Rwanda is planning to ban the import of second-hand clothes/BBC
Rwanda is planning to ban the import of second-hand clothes/BBC

Donating second-hand clothes has had a negative effect on textile industries in African countries.

The Rwandan President, Paul Kagame, has said: "We are put in a situation where we have to choose - you choose to be a recipient of used clothes... or choose to grow our textile industries."

Rwanda is planning to ban the import of second-hand clothes by 2019 and has already put up tariffs.

Imports of cheap second-hand clothes from the West have had an impact on local clothes manufacturers - but so have changes in world trade policies and the rise of Asian garment producers.

The hand-me-down trade also employs thousands of people in some countries.

African countries once had large textile industries - and some critics blame the flood of cheap second-hand clothes from abroad for the continent's shrunken textile sector.
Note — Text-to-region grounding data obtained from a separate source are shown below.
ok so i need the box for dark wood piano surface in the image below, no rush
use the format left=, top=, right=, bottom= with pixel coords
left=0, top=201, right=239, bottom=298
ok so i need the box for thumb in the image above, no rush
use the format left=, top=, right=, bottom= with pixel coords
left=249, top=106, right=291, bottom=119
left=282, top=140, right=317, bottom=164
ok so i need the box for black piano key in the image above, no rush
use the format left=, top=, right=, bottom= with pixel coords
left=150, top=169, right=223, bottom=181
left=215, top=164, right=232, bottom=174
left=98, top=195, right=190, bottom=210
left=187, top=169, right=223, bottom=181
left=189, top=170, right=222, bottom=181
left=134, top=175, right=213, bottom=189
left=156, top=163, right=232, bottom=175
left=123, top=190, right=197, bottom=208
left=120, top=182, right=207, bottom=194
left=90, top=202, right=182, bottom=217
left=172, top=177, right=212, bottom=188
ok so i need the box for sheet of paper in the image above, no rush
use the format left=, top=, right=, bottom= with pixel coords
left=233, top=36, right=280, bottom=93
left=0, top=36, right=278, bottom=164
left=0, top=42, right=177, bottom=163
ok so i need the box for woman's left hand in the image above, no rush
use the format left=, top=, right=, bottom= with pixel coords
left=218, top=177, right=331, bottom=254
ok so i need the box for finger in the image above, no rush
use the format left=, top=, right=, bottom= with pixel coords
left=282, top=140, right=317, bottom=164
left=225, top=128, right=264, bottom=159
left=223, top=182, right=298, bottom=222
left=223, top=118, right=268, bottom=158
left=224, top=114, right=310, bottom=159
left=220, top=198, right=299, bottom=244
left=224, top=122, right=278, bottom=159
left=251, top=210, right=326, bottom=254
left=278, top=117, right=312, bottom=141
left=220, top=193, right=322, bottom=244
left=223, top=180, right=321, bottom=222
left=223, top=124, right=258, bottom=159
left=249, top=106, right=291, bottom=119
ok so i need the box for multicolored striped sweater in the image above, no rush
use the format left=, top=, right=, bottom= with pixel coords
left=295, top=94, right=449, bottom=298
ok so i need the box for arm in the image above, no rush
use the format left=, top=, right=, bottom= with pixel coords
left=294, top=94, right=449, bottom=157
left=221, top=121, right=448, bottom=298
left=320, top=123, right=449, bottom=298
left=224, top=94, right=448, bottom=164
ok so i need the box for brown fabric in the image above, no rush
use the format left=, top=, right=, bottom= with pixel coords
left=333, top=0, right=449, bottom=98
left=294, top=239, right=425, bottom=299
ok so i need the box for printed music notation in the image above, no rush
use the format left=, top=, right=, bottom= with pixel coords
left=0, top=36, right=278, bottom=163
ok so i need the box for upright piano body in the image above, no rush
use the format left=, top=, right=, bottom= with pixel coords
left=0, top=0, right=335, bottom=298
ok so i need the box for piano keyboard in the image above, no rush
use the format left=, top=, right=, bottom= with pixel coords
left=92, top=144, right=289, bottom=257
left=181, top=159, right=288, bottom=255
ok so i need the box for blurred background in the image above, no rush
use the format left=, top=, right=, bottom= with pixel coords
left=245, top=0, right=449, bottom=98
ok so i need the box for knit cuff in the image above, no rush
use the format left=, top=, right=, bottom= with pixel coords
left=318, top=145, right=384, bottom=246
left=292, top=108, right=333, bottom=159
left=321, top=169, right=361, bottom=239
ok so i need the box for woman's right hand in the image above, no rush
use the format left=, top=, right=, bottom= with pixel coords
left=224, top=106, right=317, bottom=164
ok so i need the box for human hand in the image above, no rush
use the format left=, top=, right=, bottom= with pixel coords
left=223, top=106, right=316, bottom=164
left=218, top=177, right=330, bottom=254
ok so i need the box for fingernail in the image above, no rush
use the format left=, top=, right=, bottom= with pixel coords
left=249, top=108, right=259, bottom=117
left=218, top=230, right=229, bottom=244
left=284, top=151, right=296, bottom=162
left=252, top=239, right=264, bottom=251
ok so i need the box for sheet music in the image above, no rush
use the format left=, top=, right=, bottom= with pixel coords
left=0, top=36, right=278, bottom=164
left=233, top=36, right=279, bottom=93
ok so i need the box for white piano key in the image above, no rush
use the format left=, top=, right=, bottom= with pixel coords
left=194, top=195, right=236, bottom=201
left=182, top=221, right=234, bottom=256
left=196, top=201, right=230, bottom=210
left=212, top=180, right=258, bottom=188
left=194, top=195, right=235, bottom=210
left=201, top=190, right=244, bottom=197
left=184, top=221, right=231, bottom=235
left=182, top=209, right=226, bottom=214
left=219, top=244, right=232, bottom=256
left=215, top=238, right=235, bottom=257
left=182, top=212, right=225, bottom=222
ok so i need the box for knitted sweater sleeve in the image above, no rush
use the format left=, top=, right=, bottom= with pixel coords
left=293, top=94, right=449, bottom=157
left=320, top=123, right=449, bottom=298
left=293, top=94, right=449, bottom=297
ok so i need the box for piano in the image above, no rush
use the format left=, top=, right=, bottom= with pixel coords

There has long been a global trade in second-hand clothes, handed in to charity shops in wealthy Western nations and then sold on to traders in Africa and elsewhere in the world.

This is big business. Some of the wholesale traders in African nations have established highly profitable businesses.

However, some African countries have had enough of hand-me-downs and the impact they are having on local industries.

In 2015, member states of the East African Community (EAC), which comprises Burundi, Kenya, Rwanda, Tanzania and Uganda, announced they would ban second-hand imports from 2019 to protect their own clothing manufacturers.

East African countries, which account for 13% of the global market in second-hand textiles (worth a total of $274m (£208m) in 2015), began imposing tariffs.

But then, under pressure from the United States, countries in the EAC reduced tariffs and withdrew the proposed ban. Rwanda, however, refused to back down.

And in March 2018, the US temporarily suspended Rwanda from an arrangement allowing sub-Saharan countries preferential access to the US market.

But Rwanda stood firm and maintained its import tariffs, saying it wanted to build up its own "Made in Rwanda" textile industry.

And, as a result, it lost some of its duty-free privileges on exports to the US.

However, the planned import ban by East African countries wasn't supported by everyone in those countries, particularly those whose livelihood depends on the sector.

The argument over the effect of the second-hand clothes business needs to be put in a broader context.

African countries, under pressure from the World Bank and the International Monetary Fund over many years, have undertaken structural adjustment programmes that have effectively reduced subsidies designed to protect their home-grown industry and therefore opened up their markets to foreign trade.

This has made it much easier for European, American and Asian clothes manufacturers to export to the African continent.